If a patient knows their clinic will have metformin and amlodipine available at each visit, and the nurse can track their blood pressure trend on a tablet screen, control improves, and complications decrease. This quiet revolution might not make headlines today, but it will mean fewer stroke and dialysis cases tomorrow.

The weak link has always been supply. The 2024–25 shortages exposed that fragility, and the September consignment showed the cost of reacting instead of planning.

The fix is procedural: define a service standard of no more than three stock-out days per month per medicine, link reorders to real-time consumption, maintain a 30-day buffer stock at district depots, and authorize a secondary procurement panel to act when the main pipeline stalls. Bangladesh already has the machinery in place.

Essential Drug Company Limited manufactures many of these generics (EDCL), and the Central Medical Stores Depot handles national procurement and distribution (DGHS plan). What we need now is a binding guarantee, a live dashboard, and consistent oversight.

The costs are minimal compared with the human toll of inaction. These drugs are generic and have already been purchased in bulk; the guarantee ensures continuity.

Funding could come from slight budget re-programming, a modest top-up from health taxes on tobacco or sugary drinks, and targeted loans aligned with measurable health results.
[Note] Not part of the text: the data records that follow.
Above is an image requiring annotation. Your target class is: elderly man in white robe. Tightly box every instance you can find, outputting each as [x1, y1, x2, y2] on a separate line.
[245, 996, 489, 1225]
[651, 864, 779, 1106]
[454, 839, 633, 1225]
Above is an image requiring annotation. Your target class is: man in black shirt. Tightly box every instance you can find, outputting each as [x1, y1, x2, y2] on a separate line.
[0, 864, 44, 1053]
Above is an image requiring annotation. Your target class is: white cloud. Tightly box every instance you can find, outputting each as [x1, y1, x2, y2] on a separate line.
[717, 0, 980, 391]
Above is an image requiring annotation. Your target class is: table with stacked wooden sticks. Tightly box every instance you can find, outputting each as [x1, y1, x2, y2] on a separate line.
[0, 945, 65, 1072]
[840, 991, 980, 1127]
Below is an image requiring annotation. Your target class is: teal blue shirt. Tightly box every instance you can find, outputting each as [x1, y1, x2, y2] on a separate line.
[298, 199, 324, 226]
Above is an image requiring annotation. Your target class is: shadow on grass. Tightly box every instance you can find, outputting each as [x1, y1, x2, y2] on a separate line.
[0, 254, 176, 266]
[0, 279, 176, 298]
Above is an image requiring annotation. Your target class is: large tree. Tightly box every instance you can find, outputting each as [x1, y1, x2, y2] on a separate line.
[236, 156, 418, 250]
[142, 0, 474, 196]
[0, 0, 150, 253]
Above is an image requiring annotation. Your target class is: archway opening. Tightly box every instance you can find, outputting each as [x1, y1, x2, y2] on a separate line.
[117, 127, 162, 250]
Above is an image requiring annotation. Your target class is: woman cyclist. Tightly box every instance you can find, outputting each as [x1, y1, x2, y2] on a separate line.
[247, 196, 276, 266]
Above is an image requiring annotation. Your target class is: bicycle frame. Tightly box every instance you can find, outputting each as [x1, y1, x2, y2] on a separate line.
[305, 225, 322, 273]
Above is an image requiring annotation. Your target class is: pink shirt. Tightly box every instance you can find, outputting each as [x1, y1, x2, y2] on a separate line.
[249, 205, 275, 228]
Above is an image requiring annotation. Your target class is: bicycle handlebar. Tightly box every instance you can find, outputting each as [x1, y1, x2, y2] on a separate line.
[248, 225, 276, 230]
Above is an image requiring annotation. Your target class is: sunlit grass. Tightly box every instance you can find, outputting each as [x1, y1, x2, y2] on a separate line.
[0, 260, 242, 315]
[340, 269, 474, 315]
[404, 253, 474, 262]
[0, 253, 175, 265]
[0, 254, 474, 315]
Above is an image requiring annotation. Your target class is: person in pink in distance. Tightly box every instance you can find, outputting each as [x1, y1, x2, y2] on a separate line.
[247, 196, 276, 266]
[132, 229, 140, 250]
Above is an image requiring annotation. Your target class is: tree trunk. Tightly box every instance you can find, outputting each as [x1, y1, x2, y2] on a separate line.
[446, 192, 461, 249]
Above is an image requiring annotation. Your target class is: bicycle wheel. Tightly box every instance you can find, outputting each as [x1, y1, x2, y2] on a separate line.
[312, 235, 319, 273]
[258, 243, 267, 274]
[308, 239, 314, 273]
The moment is ideal.

The WHO Essential Medicines List was updated in September 2025, adding key therapies for diabetes and cancer, and the WHO renewed its call to make hypertension control a global priority.

Sceptics will say Bangladesh already has NCD corners. True, but without a registry and an Essential-Medicines Guarantee, those corners cannot ensure continuity of care.

Others will cite privacy or logistics. Privacy can be protected through encryption and aggregated reporting; logistics improve when standards are defined, reorders are automated, and results are published. In management, what gets measured gets managed; in public health, what gets made visible gets fixed.

Within eighteen months, progress could be tangible: a million hypertensive adults enrolled, 55–60 percent control in pilot divisions, and nine out of ten clinics maintaining every guaranteed drug within the three-day stock-out limit.

That would not only restore efficiency but rebuild trust. Patients will return because they know the clinic has the necessary medicines and that the system is in place to monitor them.

Bangladesh has already demonstrated its ability to eradicate diseases, establish registries, and scale innovations when it sets a clear goal. The UN meeting provides international backing; the motivation is fewer strokes, fewer amputations, and fewer families pushed into poverty.

A national NCD registry, paired with an Essential Medicines Guarantee, would make care visible, reliable, and fair. Start with hypertension and diabetes. Measure, publish, replenish, repeat until steady control replaces crisis management.

(The writer is an analyst, Postgraduate student of Computing Science at the University of Glasgow, UK.)